Quella che inizierà nel weekend sarà una dinamica molto interessante dal punto di vista meteorologico. Ci sarà un generale riassetto di tutte le figure bariche attualmente presenti sull'Europa. Una profonda saccatura fredda di matrice artico-marittima scenderà dalla Groenlandia e conquisterà Regno Unito e Scandinavia con fenomeni che potranno essere nevosi anche a bassa quota. Nel contempo l'anticiclone africano inizierà a sfilare verso l'Europa orientale e sul nord Atlantico ci sarà una rimonta anticiclonica che successivamente punterà verso le Isole Britanniche e la Scandinavia. Una specie di gioco dei quattro cantoni! In questo grande scambio di "idee" l'Italia avrà la sua razione di pioggia, la prima dall'inizio del mese e dato che i contrasti termici saranno ancora piuttosto elevati i fenomeni potranno essere a sfondo temporalesco e risultare anche di forte intensità. Non sono da escludersi anche delle grandinate. Ciò avverrà soprattutto durante il transito del fronte freddo che avverrà nel corso della domenica. Sabato sarà solo una sorta di preparazione a ciò che avverrà il giorno dopo. Dal punto di vista termico, ci sarà un calo delle temperature ma non sarà ancora sufficiente a riportare tutta la Penisola in media, molte regioni soprattutto del Sud resteranno ancora con il caldo anomalo e nel corso della prossima settimana l'anticiclone africano potrebbe avere ancora molto da dire. Vediamo allora con le ultime emissioni come dovrebbe andare:
Nella giornata di sabato il progressivo avvicinamento del fronte freddo porterà nubi più consistenti al Nord e dal pomeriggio/sera saranno possibili delle piogge, anche a carattere di rovescio soprattutto su Alpi/Prealpi e Liguria. Tra la sera e la notte, soprattutto la notte i fenomeni si intensificheranno tra Lombardia e Triveneto raggiungendo anche i settori di pianura e l'Emilia Romagna. Sul resto della Penisola tempo ancora soleggiato ma con nubi in aumento sull'alta Toscana e rovesci o temporali con maggiore probabilità tra la sera e la notte.

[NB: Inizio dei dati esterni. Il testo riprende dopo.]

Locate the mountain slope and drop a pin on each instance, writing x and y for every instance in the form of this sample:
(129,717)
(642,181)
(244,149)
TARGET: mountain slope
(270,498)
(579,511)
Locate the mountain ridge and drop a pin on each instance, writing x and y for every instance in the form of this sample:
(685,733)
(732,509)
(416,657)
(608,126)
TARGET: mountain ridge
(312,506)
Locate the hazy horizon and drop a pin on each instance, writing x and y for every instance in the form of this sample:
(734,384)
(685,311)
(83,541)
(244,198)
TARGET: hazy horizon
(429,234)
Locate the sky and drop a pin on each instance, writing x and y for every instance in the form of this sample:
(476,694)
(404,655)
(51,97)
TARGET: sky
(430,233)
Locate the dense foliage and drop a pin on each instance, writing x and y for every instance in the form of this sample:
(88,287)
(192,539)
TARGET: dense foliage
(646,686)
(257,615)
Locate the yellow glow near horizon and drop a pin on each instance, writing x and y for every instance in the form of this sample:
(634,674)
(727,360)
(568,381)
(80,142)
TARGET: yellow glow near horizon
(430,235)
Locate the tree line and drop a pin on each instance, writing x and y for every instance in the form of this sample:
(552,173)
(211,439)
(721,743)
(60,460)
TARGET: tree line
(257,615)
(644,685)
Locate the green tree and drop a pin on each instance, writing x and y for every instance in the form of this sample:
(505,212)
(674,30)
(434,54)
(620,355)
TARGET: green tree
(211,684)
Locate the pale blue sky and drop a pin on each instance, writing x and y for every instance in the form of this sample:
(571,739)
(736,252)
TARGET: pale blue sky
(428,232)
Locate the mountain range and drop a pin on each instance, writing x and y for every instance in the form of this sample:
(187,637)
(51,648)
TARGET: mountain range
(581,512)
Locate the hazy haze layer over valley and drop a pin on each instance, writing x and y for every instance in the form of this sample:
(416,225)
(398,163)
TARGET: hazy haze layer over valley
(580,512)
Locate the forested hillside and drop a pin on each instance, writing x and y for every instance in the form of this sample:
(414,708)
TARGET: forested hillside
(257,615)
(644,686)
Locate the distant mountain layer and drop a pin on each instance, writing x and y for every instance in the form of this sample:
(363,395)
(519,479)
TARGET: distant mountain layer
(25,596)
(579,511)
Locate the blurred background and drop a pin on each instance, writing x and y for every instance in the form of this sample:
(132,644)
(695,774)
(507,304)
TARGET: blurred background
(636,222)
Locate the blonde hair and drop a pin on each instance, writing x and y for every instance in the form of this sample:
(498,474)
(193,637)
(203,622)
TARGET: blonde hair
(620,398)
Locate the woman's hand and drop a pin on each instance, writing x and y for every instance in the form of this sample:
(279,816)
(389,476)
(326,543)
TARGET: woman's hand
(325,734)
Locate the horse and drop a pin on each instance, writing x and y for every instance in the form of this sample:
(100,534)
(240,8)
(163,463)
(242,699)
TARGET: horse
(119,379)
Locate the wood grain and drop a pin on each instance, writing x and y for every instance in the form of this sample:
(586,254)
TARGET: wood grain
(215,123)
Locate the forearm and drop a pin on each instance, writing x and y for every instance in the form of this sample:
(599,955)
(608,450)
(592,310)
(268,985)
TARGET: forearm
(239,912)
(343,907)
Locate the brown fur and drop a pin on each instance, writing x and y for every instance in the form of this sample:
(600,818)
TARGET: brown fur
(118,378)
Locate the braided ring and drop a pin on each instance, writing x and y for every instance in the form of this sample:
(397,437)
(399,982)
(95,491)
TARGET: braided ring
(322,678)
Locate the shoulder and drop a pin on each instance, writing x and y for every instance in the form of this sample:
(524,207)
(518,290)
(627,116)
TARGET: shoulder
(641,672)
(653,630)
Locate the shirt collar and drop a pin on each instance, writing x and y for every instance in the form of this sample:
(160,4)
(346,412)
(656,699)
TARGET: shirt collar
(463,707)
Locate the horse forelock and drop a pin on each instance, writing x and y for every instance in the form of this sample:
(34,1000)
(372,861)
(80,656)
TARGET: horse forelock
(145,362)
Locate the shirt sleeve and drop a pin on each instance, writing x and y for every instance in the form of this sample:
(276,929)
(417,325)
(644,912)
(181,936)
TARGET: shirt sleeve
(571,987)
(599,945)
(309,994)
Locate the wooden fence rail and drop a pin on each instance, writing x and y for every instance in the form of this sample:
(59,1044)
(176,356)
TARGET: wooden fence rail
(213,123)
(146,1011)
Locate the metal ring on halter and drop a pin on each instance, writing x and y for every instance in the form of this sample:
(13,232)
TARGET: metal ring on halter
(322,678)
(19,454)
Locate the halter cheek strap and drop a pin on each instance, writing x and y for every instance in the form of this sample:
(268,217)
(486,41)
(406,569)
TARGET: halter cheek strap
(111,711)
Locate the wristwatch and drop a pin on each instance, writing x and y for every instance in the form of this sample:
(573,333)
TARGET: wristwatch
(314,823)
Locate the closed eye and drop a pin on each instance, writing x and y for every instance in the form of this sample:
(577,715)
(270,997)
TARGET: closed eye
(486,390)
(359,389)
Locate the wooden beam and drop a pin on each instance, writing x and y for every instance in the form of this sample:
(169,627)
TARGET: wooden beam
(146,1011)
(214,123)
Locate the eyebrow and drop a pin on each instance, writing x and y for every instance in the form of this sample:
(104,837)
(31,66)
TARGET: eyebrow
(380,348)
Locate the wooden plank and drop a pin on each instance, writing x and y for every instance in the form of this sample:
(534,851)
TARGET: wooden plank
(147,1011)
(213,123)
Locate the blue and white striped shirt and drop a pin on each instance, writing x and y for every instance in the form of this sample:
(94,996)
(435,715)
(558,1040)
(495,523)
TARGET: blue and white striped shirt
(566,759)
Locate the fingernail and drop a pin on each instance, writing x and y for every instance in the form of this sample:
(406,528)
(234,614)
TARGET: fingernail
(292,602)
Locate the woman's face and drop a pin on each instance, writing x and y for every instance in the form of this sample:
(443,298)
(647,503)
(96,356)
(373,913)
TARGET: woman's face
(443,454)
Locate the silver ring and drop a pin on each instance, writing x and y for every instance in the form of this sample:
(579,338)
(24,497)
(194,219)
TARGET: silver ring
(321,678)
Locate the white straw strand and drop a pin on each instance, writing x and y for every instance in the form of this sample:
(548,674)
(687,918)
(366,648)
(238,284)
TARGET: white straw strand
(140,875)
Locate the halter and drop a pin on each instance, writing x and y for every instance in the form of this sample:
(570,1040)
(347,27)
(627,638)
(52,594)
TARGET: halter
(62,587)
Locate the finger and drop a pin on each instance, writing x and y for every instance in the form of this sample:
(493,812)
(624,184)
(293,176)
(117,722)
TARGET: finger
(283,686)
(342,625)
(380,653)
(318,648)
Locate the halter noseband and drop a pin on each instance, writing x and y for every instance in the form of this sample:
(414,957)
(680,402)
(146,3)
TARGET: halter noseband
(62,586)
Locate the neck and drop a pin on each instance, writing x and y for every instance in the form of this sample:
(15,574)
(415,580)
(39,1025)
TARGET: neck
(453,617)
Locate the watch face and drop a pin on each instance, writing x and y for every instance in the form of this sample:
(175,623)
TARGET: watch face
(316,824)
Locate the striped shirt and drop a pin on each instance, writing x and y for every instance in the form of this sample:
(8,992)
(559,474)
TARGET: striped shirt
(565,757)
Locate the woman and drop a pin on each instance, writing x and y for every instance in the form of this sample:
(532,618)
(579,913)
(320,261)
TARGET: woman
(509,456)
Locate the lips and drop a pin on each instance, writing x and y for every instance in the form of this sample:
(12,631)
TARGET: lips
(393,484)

Le temperature non dovrebbero cambiare in modo apprezzabile, degli aumenti interesseranno tutto il versante adriatico a causa delle correnti favoniche e potranno esserci anche punte di 30/31°C.
Nella giornata di domenica il fronte continuerà la sua marcia verso sudest. Attesi fin dal mattino rovesci e temporali, anche forti al Nord, segnatamente bassa Lombardia, Triveneto ed Emilia Romagna e in parte al Centro, soprattutto Toscana con possibilità anche di nubifragi e grandinate. Dal pomeriggio i fenomeni si sposteranno gradualmente anche verso Umbria, Marche e Lazio risultando ancora di forte intensità. Ancora un nulla di fatto al Sud ma con tendenza tra la sera e la notte a dei rovesci e dei temporali tra Campania, Molise e Gargano. Le temperature sono previste in ulteriore calo, nelle zone soggette a precipitazioni potranno anche rientrare in media, altrove saranno ancora anomale. I venti saranno n rinforzo dai quadranti sud occidentali, in serata è attesa forte Bora sul Triestino. Il moto ondoso aumenterà sensibilmente.